Better speech-based error correction for dictation tools />
CONTEXT: Extreme multitasking is the modern fad, but no person has enough hands to manage a cell phone, a digital organizer, a steering wheel, and coffee all at the same time. Accordingly, people want a hands-free way to interact with computers. Although speech recognition systems are more accurate than ever, typical users still spend more time correcting errors than dictating text; half of their correction time is spent just moving a cursor to errors identified in, say, a dictated e-mail. “Confidence scores” – the software’s estimates of how likely it is to have captured the right word – can be used to identify possible errors. Now Jinjuan Feng and Andrew Sears at the University of Maryland, Baltimore County, have shown that confidence scores can also be used to accelerate the correction process.

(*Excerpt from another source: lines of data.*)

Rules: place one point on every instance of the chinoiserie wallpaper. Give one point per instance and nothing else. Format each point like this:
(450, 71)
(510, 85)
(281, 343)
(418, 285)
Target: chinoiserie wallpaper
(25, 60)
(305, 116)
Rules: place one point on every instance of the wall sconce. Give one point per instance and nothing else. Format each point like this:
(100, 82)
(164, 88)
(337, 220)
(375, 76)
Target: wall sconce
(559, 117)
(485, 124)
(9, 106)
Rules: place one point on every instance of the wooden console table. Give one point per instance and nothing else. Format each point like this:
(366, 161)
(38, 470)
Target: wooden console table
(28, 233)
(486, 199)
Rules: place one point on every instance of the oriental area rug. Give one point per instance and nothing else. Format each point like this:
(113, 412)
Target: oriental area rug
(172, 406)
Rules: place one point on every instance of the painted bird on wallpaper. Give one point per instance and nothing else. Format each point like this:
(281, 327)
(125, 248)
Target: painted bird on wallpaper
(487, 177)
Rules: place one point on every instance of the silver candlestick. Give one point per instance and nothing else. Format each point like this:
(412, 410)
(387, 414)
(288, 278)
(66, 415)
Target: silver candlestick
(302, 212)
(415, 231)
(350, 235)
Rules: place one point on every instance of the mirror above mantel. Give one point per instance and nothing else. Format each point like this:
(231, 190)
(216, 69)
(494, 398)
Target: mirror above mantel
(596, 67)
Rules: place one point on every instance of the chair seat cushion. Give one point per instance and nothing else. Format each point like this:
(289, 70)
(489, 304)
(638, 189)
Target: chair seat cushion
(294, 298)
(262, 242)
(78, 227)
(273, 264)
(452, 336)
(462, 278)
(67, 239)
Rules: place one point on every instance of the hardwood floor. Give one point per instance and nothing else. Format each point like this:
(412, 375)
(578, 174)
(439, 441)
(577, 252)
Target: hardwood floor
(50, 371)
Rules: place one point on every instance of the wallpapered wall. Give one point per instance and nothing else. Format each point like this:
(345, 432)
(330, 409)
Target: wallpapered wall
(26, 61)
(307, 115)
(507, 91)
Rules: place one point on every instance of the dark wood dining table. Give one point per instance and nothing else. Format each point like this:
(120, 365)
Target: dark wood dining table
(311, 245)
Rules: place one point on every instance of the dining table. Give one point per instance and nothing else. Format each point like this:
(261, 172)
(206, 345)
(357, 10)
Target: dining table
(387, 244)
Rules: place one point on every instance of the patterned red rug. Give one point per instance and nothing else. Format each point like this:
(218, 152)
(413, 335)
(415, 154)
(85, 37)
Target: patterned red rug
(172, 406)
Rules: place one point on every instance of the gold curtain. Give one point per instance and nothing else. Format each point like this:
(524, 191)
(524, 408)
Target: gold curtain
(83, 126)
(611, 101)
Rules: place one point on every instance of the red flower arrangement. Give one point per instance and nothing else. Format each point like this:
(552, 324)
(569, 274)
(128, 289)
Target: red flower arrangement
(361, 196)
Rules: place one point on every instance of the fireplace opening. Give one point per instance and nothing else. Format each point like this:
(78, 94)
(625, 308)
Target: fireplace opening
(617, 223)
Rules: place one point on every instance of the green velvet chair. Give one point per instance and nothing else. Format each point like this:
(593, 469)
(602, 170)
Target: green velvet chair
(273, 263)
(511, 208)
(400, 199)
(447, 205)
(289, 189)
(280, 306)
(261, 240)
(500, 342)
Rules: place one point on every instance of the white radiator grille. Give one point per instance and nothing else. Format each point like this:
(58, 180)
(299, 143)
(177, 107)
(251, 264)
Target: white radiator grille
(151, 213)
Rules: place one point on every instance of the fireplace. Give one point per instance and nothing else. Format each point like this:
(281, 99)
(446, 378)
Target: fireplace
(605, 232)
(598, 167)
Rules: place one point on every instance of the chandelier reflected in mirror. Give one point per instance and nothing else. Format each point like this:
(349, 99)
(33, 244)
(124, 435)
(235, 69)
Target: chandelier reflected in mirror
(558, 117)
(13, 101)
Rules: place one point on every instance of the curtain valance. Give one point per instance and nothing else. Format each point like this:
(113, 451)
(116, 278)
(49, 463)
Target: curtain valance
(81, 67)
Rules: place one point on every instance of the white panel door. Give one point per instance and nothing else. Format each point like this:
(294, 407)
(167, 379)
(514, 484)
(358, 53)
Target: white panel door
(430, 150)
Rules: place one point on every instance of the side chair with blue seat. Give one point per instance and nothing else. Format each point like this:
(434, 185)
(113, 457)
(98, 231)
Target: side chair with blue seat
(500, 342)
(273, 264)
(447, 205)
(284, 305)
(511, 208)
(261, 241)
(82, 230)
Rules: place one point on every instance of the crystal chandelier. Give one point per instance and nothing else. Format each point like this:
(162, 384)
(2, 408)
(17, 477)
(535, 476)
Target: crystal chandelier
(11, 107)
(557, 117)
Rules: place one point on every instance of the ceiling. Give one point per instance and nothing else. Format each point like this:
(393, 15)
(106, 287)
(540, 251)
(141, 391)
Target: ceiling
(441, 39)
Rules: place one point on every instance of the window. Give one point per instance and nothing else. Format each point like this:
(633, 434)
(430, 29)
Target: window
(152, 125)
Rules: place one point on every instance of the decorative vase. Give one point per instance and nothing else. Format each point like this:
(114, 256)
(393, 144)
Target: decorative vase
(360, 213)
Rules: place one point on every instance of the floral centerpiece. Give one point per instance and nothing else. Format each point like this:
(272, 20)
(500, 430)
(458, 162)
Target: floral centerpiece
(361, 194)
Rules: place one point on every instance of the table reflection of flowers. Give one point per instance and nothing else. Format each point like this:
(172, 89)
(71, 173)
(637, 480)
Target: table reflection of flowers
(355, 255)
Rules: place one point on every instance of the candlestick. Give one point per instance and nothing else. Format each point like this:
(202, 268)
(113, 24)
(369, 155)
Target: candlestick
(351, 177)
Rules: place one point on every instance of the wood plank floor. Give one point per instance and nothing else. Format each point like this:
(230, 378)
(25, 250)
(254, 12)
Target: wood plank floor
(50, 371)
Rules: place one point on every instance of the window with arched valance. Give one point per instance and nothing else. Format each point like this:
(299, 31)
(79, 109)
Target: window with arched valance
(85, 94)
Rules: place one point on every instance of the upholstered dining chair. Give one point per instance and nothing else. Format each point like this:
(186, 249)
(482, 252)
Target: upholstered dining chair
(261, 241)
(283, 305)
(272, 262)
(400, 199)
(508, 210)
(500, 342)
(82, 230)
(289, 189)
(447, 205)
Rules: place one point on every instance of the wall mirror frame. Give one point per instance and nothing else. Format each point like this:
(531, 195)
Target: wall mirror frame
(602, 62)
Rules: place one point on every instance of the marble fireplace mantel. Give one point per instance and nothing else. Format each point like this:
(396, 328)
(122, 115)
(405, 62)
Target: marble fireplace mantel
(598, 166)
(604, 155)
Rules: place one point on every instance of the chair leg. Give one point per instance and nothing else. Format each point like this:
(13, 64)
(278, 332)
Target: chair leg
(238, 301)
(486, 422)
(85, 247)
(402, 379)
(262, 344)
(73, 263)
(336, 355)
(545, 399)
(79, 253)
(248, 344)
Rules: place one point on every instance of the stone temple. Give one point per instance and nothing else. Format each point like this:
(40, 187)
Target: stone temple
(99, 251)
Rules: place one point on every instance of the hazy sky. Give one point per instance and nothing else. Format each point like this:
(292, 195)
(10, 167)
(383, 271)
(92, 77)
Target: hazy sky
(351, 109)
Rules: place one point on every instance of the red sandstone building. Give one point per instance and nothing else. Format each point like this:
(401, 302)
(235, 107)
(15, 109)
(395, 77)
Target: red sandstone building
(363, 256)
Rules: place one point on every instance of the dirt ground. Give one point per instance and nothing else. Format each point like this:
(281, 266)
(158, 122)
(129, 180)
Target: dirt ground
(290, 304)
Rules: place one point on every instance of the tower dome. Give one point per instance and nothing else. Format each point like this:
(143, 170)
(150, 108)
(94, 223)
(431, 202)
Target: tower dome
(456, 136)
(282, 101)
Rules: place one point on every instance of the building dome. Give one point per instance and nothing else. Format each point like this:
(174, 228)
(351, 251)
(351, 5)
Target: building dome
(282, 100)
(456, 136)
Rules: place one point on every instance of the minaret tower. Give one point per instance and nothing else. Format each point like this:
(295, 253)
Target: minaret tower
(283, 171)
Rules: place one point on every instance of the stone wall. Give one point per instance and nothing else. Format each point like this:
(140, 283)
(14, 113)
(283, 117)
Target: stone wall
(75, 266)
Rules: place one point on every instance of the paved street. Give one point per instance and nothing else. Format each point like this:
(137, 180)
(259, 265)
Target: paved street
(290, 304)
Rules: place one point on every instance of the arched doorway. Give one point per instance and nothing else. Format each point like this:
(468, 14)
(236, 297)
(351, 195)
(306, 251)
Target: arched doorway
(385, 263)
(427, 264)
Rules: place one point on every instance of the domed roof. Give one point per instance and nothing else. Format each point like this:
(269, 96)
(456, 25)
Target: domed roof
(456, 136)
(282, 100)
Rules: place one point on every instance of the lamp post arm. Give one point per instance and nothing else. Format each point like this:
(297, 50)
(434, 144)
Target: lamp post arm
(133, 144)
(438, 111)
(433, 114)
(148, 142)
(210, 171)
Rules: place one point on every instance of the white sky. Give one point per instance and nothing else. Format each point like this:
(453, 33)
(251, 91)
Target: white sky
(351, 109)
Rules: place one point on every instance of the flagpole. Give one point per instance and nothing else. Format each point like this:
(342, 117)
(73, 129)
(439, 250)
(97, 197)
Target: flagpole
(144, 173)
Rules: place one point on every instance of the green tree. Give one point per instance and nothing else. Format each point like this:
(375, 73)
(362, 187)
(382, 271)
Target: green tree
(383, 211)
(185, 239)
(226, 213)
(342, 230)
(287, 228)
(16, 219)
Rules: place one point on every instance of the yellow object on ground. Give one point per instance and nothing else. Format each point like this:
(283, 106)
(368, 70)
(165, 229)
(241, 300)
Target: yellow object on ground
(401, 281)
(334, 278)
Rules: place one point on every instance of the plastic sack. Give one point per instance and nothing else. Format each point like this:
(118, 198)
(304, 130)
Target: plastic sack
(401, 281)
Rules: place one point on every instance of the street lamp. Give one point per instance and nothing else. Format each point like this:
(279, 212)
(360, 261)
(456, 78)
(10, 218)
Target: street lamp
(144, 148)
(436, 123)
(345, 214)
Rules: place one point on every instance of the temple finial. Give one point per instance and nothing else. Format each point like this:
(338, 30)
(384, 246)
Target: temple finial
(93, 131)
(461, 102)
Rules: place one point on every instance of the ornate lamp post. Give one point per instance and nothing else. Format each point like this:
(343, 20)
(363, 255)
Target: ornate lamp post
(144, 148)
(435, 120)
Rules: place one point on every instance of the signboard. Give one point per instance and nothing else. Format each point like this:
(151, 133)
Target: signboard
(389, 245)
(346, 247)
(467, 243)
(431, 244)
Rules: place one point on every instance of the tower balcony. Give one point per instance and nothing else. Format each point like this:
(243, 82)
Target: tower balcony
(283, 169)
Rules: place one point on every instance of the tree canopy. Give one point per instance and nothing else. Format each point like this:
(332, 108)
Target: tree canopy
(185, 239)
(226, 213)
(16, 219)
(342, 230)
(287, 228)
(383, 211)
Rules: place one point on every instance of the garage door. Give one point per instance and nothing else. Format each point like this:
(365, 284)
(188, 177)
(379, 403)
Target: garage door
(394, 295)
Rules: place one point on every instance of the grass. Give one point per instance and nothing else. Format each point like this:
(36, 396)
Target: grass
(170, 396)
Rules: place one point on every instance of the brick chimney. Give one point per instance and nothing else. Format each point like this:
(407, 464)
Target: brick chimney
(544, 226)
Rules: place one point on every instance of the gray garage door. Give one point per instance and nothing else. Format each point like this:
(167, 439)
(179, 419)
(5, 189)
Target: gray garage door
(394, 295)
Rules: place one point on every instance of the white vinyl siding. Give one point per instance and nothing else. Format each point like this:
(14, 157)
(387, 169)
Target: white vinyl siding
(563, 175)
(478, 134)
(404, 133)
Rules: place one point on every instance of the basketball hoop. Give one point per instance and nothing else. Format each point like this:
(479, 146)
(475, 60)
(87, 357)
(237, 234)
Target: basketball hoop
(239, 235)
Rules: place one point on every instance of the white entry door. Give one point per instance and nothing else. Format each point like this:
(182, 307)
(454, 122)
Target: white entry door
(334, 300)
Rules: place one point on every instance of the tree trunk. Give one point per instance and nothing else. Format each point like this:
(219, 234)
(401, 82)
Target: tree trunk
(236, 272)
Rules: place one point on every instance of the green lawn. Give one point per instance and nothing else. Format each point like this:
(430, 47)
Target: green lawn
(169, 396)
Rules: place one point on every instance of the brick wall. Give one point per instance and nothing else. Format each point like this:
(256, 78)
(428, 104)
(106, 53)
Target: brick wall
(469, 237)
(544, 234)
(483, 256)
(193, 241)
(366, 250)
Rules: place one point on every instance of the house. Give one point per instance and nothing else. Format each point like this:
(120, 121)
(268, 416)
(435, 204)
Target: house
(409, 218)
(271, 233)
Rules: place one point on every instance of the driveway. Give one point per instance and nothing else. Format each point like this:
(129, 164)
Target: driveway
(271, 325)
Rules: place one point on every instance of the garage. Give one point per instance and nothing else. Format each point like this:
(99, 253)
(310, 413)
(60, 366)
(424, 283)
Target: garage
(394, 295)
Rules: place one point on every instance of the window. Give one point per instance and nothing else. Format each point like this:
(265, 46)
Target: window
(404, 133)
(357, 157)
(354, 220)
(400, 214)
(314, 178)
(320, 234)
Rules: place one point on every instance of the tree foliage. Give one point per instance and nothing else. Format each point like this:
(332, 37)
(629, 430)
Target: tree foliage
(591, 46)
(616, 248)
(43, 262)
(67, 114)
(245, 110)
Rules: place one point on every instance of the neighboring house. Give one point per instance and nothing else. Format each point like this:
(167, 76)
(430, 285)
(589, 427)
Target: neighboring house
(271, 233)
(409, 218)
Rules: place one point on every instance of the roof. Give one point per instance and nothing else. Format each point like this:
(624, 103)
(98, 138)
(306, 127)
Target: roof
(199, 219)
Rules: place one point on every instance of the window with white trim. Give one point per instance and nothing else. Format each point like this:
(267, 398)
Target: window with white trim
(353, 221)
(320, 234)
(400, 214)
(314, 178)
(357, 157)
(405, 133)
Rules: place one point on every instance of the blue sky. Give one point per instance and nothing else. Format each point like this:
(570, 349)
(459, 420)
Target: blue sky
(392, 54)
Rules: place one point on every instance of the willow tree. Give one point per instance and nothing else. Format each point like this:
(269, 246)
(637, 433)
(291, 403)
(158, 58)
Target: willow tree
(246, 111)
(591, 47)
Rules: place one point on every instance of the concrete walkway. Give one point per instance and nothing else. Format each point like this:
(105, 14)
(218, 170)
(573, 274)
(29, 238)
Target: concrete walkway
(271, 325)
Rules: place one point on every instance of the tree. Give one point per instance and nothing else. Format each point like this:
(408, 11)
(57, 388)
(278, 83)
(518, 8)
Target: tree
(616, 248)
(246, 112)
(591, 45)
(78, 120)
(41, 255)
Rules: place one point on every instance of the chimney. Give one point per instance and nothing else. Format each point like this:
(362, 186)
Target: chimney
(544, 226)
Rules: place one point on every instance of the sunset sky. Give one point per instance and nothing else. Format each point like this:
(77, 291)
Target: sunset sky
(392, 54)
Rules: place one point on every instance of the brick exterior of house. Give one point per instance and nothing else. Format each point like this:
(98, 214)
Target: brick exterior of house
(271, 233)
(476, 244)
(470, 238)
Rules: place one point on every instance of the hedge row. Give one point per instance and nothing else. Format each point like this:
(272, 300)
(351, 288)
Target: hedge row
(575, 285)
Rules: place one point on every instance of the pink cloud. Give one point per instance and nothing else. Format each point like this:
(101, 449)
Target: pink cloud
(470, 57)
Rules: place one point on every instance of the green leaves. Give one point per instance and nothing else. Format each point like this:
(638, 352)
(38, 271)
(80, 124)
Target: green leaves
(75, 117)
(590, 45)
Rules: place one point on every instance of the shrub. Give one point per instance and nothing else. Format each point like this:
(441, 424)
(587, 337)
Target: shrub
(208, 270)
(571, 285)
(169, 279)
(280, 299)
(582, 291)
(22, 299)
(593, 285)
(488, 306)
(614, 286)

METHODS AND RESULTS: Twelve participants dictated 400-word documents using a speech recognition system. It interpreted 17 percent of the words incorrectly, a typical rate; it was the correction process that was atypical. The software used confidence scores to tag words throughout the text as “navigation anchors.” Users could quickly jump to each anchor with short voice commands and then move a cursor word by word to the error. The researchers measured the number of navigation commands the participants used, the failure rates of the navigation commands, and the time spent dictating and navigating. Average failure rates reported for other techniques are about 5 percent for direction-based navigation (“move right”) and 10 to 20 percent for word-based navigation (“select December”). In a test of Feng and Sears’s technique, the failure rate was only 3.2 percent. Even better, the time users spent navigating to errors was cut by nearly a fifth. This is significant compared with other error-correction techniques and it is promising, because this work suggests the means for further improvement.
WHY IT MATTERS: The Lilliputian buttons on PDAs and other pocket-sized wonders are quickly shrinking under a constant-sized thumb. Multitasking is on the rise, and more people with physical disabilities are entering the workforce. Both trends will steer users away from computer systems with manual interfaces. Speech recognition, but for its high error rate and long correction times, is an obvious alternative.
This work clearly shows that using confidence scores for navigation can shrink users’ correction times. With further improvements, the technique promises to boost the usability of hands-free error correction and so engender a surge of new gadgets and applications.
SOURCE: Feng, J., and A. Sears. 2004. Using confidence scores to improve hands-free speech based navigation in continuous dictation systems. ACM Transactions on Computer-Human Interaction 11:329-356.